Throughout this period, Maury supervised a PhD thesis on decompilation at Purdue University, that of Barry Housel (awarded 1973). At the same time, this was the period in which Maury began his formal investigation of the complexity of programs, resulting in what are now known as the "Halstead Metrics".
The Sperry*Univac Inverse Compiler was made up of the following modules: input processing, basic block generation, local data usage analysis, control and data flow analysis, data mapping, reporting, intermediate form preparation, level transformations, and target language production. The model for decompilation is distinguished from prior models by the extensive use of analysis techniques in an attempt to derive data structures. The latter was in recognition of the fact that data conversion is of primary importance. Additional details on the analysis techniques are given in the previously unpublished paper On the Inverse of Compiling by Bill Caudle, 1980.

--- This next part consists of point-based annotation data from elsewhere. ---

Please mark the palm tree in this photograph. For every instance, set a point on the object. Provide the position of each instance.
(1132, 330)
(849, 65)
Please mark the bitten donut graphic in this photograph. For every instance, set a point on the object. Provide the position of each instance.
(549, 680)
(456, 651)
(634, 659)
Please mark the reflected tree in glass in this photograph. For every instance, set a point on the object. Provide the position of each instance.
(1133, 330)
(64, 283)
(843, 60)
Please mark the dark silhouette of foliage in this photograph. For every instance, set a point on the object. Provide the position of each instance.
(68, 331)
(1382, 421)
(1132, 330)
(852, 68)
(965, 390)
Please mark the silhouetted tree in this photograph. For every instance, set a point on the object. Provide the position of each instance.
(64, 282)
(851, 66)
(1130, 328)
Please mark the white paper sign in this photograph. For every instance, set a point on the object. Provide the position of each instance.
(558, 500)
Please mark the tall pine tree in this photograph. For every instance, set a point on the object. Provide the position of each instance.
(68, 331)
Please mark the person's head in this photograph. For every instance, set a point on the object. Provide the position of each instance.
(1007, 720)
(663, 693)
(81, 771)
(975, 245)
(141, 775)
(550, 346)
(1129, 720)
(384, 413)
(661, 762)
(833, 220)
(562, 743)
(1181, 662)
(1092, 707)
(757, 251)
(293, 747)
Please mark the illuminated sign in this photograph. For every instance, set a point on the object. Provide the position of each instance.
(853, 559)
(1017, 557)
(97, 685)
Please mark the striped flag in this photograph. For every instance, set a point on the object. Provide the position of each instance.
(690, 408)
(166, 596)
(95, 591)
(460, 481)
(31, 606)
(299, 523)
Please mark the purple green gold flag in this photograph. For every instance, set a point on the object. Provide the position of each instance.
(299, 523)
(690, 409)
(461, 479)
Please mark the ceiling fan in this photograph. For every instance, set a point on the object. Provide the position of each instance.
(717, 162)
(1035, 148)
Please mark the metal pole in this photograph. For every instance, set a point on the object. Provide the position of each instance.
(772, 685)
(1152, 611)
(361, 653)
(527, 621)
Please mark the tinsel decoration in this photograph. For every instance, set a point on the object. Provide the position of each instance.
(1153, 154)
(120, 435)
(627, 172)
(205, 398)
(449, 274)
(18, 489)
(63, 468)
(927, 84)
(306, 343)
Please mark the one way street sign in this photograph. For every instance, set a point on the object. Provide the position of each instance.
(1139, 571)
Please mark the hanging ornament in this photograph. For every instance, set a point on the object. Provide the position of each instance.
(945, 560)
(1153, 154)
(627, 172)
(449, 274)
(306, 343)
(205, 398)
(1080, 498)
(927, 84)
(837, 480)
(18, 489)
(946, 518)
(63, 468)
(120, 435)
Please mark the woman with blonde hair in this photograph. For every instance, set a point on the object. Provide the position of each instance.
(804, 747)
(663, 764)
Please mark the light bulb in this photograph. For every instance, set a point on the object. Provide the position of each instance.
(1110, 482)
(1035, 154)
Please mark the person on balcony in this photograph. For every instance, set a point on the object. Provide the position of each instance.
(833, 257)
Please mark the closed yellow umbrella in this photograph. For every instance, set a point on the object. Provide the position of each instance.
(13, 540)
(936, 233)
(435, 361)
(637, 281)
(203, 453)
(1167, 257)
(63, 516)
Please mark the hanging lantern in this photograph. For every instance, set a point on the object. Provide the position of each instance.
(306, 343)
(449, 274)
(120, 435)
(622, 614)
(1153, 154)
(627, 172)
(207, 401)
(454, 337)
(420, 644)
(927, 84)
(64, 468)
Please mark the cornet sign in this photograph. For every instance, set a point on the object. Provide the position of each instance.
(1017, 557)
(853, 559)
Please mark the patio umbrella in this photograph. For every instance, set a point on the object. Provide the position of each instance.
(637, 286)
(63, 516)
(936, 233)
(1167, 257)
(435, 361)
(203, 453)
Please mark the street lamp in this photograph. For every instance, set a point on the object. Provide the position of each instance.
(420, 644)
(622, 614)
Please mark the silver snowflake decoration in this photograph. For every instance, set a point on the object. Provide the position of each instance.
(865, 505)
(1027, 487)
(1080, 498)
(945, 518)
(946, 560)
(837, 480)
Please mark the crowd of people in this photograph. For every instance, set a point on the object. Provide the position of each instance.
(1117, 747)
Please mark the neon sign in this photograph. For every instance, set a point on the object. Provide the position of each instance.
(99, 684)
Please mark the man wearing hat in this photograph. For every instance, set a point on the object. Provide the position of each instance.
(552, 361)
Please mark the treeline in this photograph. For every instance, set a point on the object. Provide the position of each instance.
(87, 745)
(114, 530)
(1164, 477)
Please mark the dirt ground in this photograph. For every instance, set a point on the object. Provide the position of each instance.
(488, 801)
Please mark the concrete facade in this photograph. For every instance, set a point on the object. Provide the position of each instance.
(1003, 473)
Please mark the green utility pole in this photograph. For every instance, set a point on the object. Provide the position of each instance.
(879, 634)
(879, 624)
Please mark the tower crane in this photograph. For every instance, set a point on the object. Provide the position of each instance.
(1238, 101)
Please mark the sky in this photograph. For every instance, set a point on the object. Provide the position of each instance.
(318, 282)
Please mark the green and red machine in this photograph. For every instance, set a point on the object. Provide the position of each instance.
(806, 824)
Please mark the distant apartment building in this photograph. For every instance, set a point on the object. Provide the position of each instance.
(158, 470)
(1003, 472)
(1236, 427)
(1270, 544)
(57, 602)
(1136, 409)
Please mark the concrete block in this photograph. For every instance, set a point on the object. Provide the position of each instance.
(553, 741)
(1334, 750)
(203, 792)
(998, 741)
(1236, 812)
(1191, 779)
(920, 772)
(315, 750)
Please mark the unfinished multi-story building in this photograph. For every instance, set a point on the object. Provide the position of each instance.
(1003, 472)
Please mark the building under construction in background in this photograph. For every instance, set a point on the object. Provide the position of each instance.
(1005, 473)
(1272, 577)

The minimum input to the inverse compiler was the binary code in the absolute or relocatable load modules. Additional input in the form of the associated assembly and map listings for the program (produced by the ASM or SPURT assemblers) were optional; these listings assisted in the conversion process. The reporting module flagged missing libraries and parts of the program that would be hard to decompile. Using the input processor, the user could provide additional information to completely define the instruction blocks, data blocks, and subroutine definitions. Any information that the decompiler obtained by analysis could be modified or enhanced by the conversion specialist. However, no changes were allowed to be made to the binary programs, which remained unmodified. The enhanced input files were then input to the decompiler which produced COBOL code. The optimizer was optionally used to improve the readability of the generated COBOL code. The 1100 series sales memo from 1976 announces the 494 to 1100 inverse compiler.
The following figures were reported in internal documents:
Subsequent to the 2 year contract, Bill went to work with Sperry*Univac in Roseville, MN, and continued on the decompilation project for another 2 years. About 10 people worked on the decompilation project in Roseville, with as many at times in Salt Lake City, UT. Work on decompilation in Roseville was in the area of loop analysis, interval analysis, global data analysis, and dictionary techniques. The Salt Lake City group provided input processing, conversion to internal forms, level transformations, and conversion to target language. Effectively, this separated the project into that related to decompiler techniques and that more directly related to compiler techniques.
In 1975, there was a version of the decompiler that generated PLUS (a PL/1-like language for systems programming) code. Univac did a benchmark test on decompilation in Zurich using the PLUS version. This was the first conversion done outside their own environment. Bill led the team in Zurich that translated 8 programs of 5600 lines of assembly code. These programs were picked from the most difficult type of programs to be converted and resulted in many improvements in the process. Part of the results of this field test were the recommendation to use COBOL as the target language.
As a result of this field effort, in late 1975/76 a version of the inverse compiler was developed that generated COBOL code. Both PLUS and COBOL target languages were generated from the same internal representation used in the decompiler.